About 150 children were attending the “Harmony Express” camp in Jianhu, Jiangsu province, on July 11 when county government officials, police and representatives of the official Communist Party-controlled church pulled up in a convoy, the China Aid Association reported.
Police used force in breaking up classes, sending two underground church workers to the emergency room for treatment of a concussion and cuts to the head, said the association, based in the U.S. city of Midland, Texas.
The children were allowed to leave, but church property including computers and video equipment were taken away, the report said.
A female officer who answered the phone at Jianhu county police headquarters said she had no knowledge of the reported raid.
“That sounds strange. We have never heard of something like that. If such a thing really happened in Jianhu, we should have been notified,” said the woman, who — like most Chinese police officers — refused to give her name.
It said the church’s pastor, Zeng Zhengliang, had been a respected leader of the local government church, but left it last year “because he didn’t agree with the TSPM’s liberal, government-dictated theology.”

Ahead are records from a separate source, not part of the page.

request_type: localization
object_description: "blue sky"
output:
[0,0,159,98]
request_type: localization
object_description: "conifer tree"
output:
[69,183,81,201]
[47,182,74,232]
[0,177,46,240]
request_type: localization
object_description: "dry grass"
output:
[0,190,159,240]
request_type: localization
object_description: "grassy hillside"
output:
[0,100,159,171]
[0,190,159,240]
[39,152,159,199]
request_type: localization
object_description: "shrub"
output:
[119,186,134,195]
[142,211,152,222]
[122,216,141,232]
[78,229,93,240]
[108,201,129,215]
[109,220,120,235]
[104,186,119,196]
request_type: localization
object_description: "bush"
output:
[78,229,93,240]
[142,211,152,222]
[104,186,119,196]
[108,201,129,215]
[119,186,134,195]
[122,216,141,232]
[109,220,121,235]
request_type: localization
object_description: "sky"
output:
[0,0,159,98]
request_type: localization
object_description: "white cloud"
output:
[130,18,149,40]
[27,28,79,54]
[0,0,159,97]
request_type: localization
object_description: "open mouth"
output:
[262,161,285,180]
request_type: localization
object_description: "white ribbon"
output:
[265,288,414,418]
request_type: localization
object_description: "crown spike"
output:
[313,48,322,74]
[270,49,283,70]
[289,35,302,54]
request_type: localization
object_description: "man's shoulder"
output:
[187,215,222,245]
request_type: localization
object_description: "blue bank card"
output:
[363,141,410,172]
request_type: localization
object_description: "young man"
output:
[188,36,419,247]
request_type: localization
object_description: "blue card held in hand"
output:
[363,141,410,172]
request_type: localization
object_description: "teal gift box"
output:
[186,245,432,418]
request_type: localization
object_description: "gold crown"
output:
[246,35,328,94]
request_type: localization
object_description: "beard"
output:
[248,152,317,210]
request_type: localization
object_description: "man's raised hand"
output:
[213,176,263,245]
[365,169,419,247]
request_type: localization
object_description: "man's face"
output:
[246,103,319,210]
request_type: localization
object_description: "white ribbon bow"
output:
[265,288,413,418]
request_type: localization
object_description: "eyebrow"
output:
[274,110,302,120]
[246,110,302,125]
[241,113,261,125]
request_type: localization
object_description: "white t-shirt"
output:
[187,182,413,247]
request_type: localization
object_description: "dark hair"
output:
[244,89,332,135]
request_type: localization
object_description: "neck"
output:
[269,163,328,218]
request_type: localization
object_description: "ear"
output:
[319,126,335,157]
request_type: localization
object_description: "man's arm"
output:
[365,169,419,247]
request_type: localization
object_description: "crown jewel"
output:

The comment points to one of the reasons why millions of Chinese continue to worship outside the official church, despite the threat of harassment, fines and possible arrest.
Party officials carefully control the liturgy and limit the scope of activity for the official church, known formally as the Three-Self Patriotic Movement. Contacts with foreign churches are restricted, missionary work banned, and publication of bibles and church literature closely monitored.
While repression against unofficial church groups is constant, evidence is growing that authorities may be ramping up those efforts. Reports of detention and harassment have increased and journalists visiting rural areas where they unofficial church activity is strong report seeing large numbers of freshly painted signs demanding citizens report “cult activity.”
Along with the 10 leaders in Jiangsu, the Aid Association said another five were detained last week in the eastern province of Anhui and the Inner Mongolia region.
China has also reportedly kicked out more than 100 suspected foreigners conducting covert missionary work in recent months, possibly to prevent proselytizing ahead of next year’s Beijing Summer Olympics.
Foreign faithful who live in China are often able to evangelize privately while working as English teachers, humanitarian workers or in business.